Y: All packed for your trip, Don?
D: Almost. Just adding a few things to my travel first aid kit. I’ve got ibuprofen, Band-Aids, and antiseptic wipes. What else do people add to these things?
Y: Usually something for diarrhea. What’s your blood type?
D: What does that have to do with anything?
Y: It turns out people with type A blood are more likely to get sick from a specific strain of E. coli bacteria commonly seen in people living in or visiting developing countries. See, blood type groups are determined by the different sugars found on the surfaces of your red blood cells and elsewhere—people with type A blood have different sugar molecules than people with type B or O blood.

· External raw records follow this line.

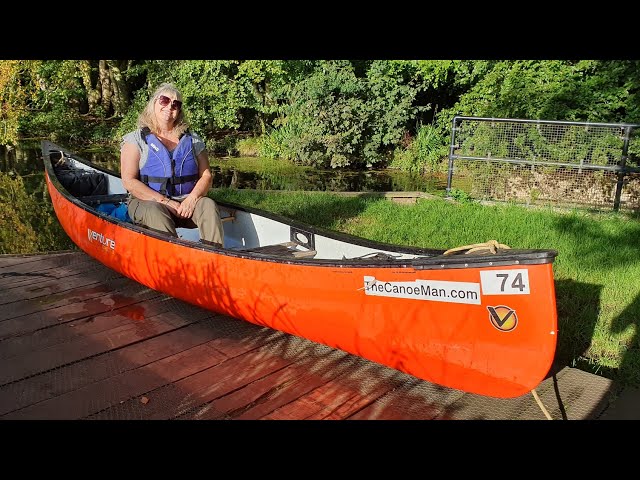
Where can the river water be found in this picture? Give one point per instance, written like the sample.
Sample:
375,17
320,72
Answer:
247,173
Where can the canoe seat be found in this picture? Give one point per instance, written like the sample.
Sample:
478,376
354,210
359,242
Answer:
285,249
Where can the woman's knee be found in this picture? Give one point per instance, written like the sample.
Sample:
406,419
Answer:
207,206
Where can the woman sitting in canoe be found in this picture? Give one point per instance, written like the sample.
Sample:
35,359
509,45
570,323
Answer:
165,168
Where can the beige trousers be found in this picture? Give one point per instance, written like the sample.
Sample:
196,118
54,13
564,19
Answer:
157,216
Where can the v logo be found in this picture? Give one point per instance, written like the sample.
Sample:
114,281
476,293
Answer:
503,318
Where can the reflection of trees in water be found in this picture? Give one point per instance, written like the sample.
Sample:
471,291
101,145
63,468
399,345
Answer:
25,159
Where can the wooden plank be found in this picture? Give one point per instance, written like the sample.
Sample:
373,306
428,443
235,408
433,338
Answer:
9,260
122,312
43,292
174,356
39,361
32,316
98,357
56,382
362,385
193,394
40,272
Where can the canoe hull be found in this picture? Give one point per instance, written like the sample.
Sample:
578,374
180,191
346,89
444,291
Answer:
488,330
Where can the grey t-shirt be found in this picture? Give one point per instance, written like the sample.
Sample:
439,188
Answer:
135,137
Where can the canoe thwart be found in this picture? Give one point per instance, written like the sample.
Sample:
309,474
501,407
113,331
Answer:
284,249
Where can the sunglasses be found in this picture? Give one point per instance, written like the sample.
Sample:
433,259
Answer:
164,101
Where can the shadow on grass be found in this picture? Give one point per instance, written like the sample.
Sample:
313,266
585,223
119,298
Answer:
630,363
578,305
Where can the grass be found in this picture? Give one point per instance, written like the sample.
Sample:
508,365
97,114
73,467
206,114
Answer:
597,270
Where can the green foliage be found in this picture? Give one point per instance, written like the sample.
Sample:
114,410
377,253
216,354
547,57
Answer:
248,147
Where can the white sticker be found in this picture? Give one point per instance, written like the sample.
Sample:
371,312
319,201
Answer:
505,282
434,290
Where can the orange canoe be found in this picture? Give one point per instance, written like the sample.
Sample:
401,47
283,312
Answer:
480,322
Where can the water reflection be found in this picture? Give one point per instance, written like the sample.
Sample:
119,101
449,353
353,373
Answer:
25,160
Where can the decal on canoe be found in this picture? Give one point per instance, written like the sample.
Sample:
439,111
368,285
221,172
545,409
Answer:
503,318
99,237
505,282
434,290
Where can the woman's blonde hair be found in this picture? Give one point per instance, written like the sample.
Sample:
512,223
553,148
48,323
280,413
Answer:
147,117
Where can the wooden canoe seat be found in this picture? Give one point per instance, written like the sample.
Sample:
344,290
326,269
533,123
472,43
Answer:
285,249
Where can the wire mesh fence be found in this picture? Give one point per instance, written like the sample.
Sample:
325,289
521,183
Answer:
539,162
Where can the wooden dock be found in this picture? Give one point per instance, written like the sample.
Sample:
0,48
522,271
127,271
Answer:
80,341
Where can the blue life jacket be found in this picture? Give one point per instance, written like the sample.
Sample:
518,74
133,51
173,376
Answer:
170,173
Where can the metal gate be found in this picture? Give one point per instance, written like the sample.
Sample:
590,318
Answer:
537,162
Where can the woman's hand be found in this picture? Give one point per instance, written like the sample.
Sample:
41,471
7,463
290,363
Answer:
187,206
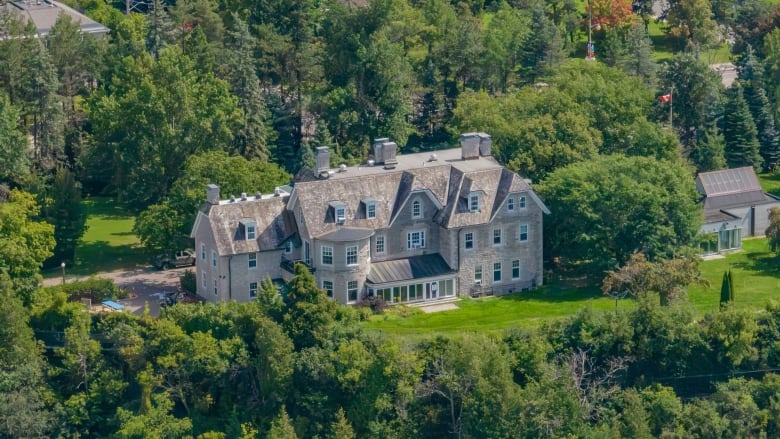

Researchers found that this specific strain of E. coli secreted a protein that attached to the type A sugars found on intestinal cells of people with type A blood. This protein also sticks to the E. coli bacteria, essentially fastening the bacteria and intestinal cells together, which makes it easier for the E. coli to inject its diarrhea-causing toxins into the cell.
D: How much easier?
Y: The researchers did a study to test that: they had a hundred and six volunteers drink water laced with E. coli they isolated from a person in Bangladesh suffering from severe diarrhea. Eighty-one percent of the volunteers with type A blood developed moderate to severe diarrhea, compared to only about fifty percent with blood types B or O.
D: Fifty percent odds still isn’t great. I think I’ll be better off finding a pharmacy than trying to find out my blood type. And maybe avoiding scientists offering me water, too.